Di Sangro v. State

422 So.2d 14 (1982)

Vincent Charles DI SANGRO, Appellant/Cross-Appellee,
v.
STATE of Florida, Appellee/Cross-Appellant.

No. 81-1037.

District Court of Appeal of Florida, Fourth District.

July 7, 1982. Rehearing Denied December 8, 1982 and Rehearing Denied January 19, 1983.

*15 Philip G. Butler, Jr., West Palm Beach, for appellant/cross-appellee.

Jim Smith, Atty. Gen., Tallahassee, and Joy B. Shearer, Asst. Atty. Gen., West Palm Beach, for appellee/cross-appellant.

PER CURIAM.

We have considered appellant's three points on appeal and find merit in only one.

Among other things, appellant was convicted of attempted possession of valium, a lesser included offense of the charge of possession of valium with intent to sell.

The evidence shows that the valium was located in two suitcases in Room 285 of the Ramada Inn, a room rented to appellant's brother, Paul DiSangro; that appellant was present on a boat during the sale of a quantity of valium and he participated in counting the money for the sale; he was also present with others at a restaurant during further planning for additional sales to the same undercover agents. While a cohort was present in an undercover agent's room, the cohort received a phone call from appellant. Also, appellant was arrested with his brother in the lobby of the Ramada Inn. Finally, one of appellant's cohorts told the agents that he, appellant, and appellant's brother had a motel room. This evidence demonstrates appellant's heavy involvement in the entire criminal episode and raises a serious suspicion that appellant was in possession of the contraband; however we doubt it can be said to prove possession beyond a reasonable doubt. It simply does not demonstrate dominion and control, one of the three criteria to prove constructive possession. Wale v.

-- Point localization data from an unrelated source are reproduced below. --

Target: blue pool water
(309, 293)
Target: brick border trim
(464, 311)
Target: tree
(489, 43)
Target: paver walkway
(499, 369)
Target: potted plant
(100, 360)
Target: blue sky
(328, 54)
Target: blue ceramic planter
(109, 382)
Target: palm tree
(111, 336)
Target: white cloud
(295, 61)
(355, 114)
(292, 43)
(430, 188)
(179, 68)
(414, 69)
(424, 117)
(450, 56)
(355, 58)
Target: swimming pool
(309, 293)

State, 397 So.2d 738 (Fla. 4th DCA 1981).

Accordingly, we reverse the judgment and sentence for attempted possession of valium with intent to sell and affirm the judgment and sentence in all other respects.

REVERSED IN PART; AFFIRMED IN PART.

DOWNEY, ANSTEAD and HERSEY, JJ., concur.

ON PETITION FOR REHEARING

PER CURIAM.

Appellant was convicted on four counts: Count I, violation of the Florida RICO (Racketeer Influenced and Corrupt Organization) Act, Sections 943.46-943.465, Florida Statutes (1979); Count II, sale of valium; Count III, sale of valium; and Count VII, attempted possession of valium. The predicate acts constituting the racketeering violation were Counts II, III, and VII. In an opinion filed July 7, 1982, we reversed the conviction on Count VII, but affirmed the judgment in all other respects. Since a conviction on one of the predicate crimes was reversed, appellant contends on petition for rehearing, relying upon United States v. Brown, 583 F.2d 659 (3rd Cir.1978), that we should reverse the conviction for racketeering for a new trial.

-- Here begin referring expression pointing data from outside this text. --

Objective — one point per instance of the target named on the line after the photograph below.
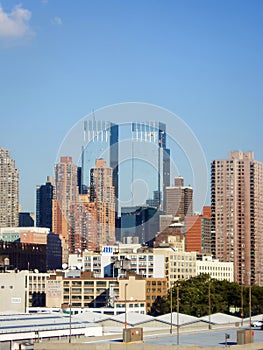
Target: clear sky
(59, 60)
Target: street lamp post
(209, 303)
(125, 297)
(70, 319)
(250, 299)
(242, 299)
(171, 309)
(177, 310)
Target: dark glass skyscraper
(155, 132)
(101, 140)
(44, 197)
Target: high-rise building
(198, 232)
(101, 141)
(102, 194)
(26, 219)
(83, 225)
(66, 193)
(179, 199)
(9, 204)
(44, 197)
(237, 214)
(155, 133)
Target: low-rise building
(219, 270)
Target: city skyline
(201, 60)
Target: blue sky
(59, 60)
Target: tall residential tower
(102, 194)
(237, 214)
(9, 205)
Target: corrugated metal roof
(220, 318)
(183, 319)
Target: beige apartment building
(102, 193)
(9, 185)
(237, 214)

Chapter 943, Florida Statutes (1979), defines the crime of racketeering activity and provides that, in order to convict one of such crime, there must be a pattern of criminal activity, which means engaging in at least two incidents of racketeering conduct. Appellant was charged with three such predicate acts, two of which were sufficient to be considered by the jury. The fact that the jury considered three such acts and a conviction on one of those was reversed because of insufficient evidence does not take away from the fact that the Florida statutory requirements were met. Brown does stand for the proposition, in such circumstances, that a new trial should be awarded on the racketeering count. We, however, disagree with the Brown holding and choose to follow the contrary holding of United States v. Peacock, 654 F.2d 339 (5th Cir.1981). See, too, United States v. Parness, 503 F.2d 430 (2d Cir.1974).

Accordingly, the petition for rehearing is denied.

DOWNEY and HERSEY, JJ., concur.

ANSTEAD, J., dissents in part and concurs in part with opinion.

*16 ANSTEAD, Judge, dissenting in part and concurring in part:

I would grant the petition for rehearing to the extent of directing that appellant be granted a new trial on his conviction for racketeering, since we have reversed appellant's conviction for one of the predicate crimes that the jury may have relied on in convicting the appellant of racketeering. U.S. v. Brown, 583 F.2d 659 (3d Cir.1978).